Profile
Rodney Lebrón-Rivera earned his Ph.D. from the Department of Spanish and Portuguese at Princeton University. His research focuses on modern and contemporary Latin American literature from the 19th to the early 21st centuries. His dissertation, Escritura privada y subjetividad pública en América Latina. Entre el diario político y el diario de autor (1895-2017), examines written culture, specifically private diaries, and explores the articulation of the authorial role in the Latin American cultural field, as well as the configuration of diary writing as a literary form in Cuba, México, and Argentina.
At Princeton, Lebrón-Rivera was awarded the Arcadio Díaz-Quiñones Teaching Award and, in 2023, received a grant from the McGraw Center for Teaching and Learning to develop Puerto Rico Storymaps, a digital pedagogy project.

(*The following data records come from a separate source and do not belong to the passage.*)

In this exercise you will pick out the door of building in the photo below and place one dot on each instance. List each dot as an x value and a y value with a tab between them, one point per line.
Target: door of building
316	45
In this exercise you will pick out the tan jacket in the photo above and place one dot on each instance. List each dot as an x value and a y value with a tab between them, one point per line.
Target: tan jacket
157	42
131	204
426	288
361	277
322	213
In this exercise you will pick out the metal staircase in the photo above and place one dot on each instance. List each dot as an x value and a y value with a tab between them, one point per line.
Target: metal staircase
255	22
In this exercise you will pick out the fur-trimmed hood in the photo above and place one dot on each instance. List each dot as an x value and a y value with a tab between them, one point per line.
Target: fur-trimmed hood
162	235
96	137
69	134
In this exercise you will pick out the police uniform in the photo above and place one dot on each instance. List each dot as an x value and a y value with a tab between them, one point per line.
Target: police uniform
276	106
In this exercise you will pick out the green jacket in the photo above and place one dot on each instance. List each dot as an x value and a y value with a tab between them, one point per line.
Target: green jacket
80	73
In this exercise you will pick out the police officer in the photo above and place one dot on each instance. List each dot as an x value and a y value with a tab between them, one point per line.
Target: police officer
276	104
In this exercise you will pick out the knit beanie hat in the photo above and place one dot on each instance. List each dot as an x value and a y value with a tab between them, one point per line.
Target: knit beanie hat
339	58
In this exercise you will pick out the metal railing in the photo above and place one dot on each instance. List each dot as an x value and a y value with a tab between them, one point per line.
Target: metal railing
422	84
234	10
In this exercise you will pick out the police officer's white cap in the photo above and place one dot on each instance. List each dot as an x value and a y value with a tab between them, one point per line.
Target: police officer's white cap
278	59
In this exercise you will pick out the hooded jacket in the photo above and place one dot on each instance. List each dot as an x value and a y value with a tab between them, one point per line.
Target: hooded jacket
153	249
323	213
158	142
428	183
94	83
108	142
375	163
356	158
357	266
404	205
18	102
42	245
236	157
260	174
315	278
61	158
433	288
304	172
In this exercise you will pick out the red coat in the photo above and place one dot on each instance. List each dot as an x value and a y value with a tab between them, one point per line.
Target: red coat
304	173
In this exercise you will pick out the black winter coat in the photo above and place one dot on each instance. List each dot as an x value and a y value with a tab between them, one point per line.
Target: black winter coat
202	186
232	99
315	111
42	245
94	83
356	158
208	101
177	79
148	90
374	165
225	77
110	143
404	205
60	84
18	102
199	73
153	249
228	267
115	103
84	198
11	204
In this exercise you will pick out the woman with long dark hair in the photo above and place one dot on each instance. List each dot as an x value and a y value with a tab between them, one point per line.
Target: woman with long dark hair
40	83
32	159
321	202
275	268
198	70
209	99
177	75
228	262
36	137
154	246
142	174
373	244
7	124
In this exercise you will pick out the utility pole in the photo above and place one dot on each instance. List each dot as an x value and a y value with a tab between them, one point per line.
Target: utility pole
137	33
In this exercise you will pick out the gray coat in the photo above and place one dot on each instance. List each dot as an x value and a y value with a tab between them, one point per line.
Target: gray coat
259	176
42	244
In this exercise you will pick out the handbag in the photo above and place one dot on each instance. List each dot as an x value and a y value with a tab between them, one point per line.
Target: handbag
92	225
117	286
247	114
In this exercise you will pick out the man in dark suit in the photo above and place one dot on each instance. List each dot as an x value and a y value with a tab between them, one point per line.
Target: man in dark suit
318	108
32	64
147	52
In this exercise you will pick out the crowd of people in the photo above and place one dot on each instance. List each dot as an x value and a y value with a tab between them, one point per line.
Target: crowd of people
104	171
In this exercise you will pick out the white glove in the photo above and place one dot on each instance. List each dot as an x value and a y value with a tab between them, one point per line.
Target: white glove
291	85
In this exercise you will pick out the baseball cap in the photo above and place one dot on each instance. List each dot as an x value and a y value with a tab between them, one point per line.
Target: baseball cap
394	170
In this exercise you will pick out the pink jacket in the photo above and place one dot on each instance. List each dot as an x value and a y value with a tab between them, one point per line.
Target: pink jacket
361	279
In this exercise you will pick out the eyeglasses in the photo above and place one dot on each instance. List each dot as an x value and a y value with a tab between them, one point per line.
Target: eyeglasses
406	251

In Fall 2022, in collaboration with graduate students Andy Alfonso and Ashford King, he co-organized the Caribbean Studies Speaker Series: Sound, Archive, and Literature at Princeton University.
His work has appeared in both academic and non-academic publications, including Centro Journal of the Center for Puerto Rican Studies (CUNY), Ámbito de Encuentros. Revista de la Universidad Ana G. Méndez, and Revista 80grados, among others.